Computers are everywhere, but nationally fewer schools teach computer science than 10 years ago. Imagine an eastern Kentucky where every student understands basic coding and computer science. What would this mean for our region? However our students choose to lead in the changing economy, their ability to succeed will increasingly hinge on understanding how technology works.
According to the new Kentucky Commissioner of Education, Stephen Pruitt, in his December 11 blog post, “Kentucky had a banner week in Education!“ The observance of the Hour of Code was one of the highlights. The Hour of Code is a global movement that gives students an opportunity to learn computer coding, another name for programming. Students in Kentucky, the U.S. and in more than 180 countries around the world took part in the Hour of Code. All teachers in the 17 school districts in the Appalachian Renaissance Initiative, ARI, were invited to participate in this global event. Roy G. Eversole Elementary School’s Computer teacher, Sherri Cornett, introduced her students in K-4 to coding by participating in the Hour of Code. In addition, Hazard Middle School sixth grade students also joined the millions of students around the world in the Hour of Code. Billie Bowling and Ashley Haynes, sixth grade teachers at HMS were excited about involving their students in this global event.
Hazard Independent is also participating in the Appalachian Technology Institute, ATI, a growing Kentucky Valley Educational Cooperative (KVEC) program currently offering 372 middle and high school students with introduction to computer program courses through ARI. Hazard Middle School eighth grade students and Hazard High School students are currently included in ATI. Through programs like ATI and this week’s nationwide Hour of Codeä initiative, classrooms in the seventeen ARI eastern Kentucky school districts have increasing access to creative coding opportunities and daily computer science
ATI teacher and Hour of Code coordinator in Floyd County, Kelly Boles said, “Computer science remains one of the most foreign languages to our students, and for this generation it should be a native language. Its our responsibility as educators and as a nation to make sure they’re exposed to it, and develop an understanding of what is promised to be one of the best career opportunities.”

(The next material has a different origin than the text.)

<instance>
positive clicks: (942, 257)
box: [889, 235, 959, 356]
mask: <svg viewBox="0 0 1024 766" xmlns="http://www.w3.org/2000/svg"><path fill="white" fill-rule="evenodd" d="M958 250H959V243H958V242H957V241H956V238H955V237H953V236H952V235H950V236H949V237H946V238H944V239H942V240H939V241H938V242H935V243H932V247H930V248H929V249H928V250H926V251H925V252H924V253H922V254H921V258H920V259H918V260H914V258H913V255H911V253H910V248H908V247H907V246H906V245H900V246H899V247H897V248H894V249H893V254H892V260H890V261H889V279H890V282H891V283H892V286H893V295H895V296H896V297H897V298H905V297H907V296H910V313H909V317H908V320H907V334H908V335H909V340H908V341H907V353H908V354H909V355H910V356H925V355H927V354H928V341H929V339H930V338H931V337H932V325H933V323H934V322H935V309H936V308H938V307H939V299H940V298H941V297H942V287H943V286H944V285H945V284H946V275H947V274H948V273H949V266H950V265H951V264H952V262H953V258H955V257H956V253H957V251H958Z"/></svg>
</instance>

Last week, thousands of students in KVEC and ARI school districts joined in on the largest coordinated learning event in history: The Hour of Code, during Computer Science Education Week (Dec. 7-13). KVEC hosted a culminating Christmas Coding Carnival on Saturday for students of all ages that featured a variety of robots, coding stations of varying levels, a skype call from Santa, and ended with a drone flight over Hazard that filmed students celebrating and taking turns driving the aircraft.
“This type of learning nurtures problem-solving, logic, and creativity, all skills we need to fuel our economy. By starting early, students have a foundation for success in any 21st-century careers. Our students need to know they can be more than consumers of technology, but builders and developers.” said Dr. Katrina Slone, KVEC and ARI Science Technology Engineering and Mathematics (STEM) lead.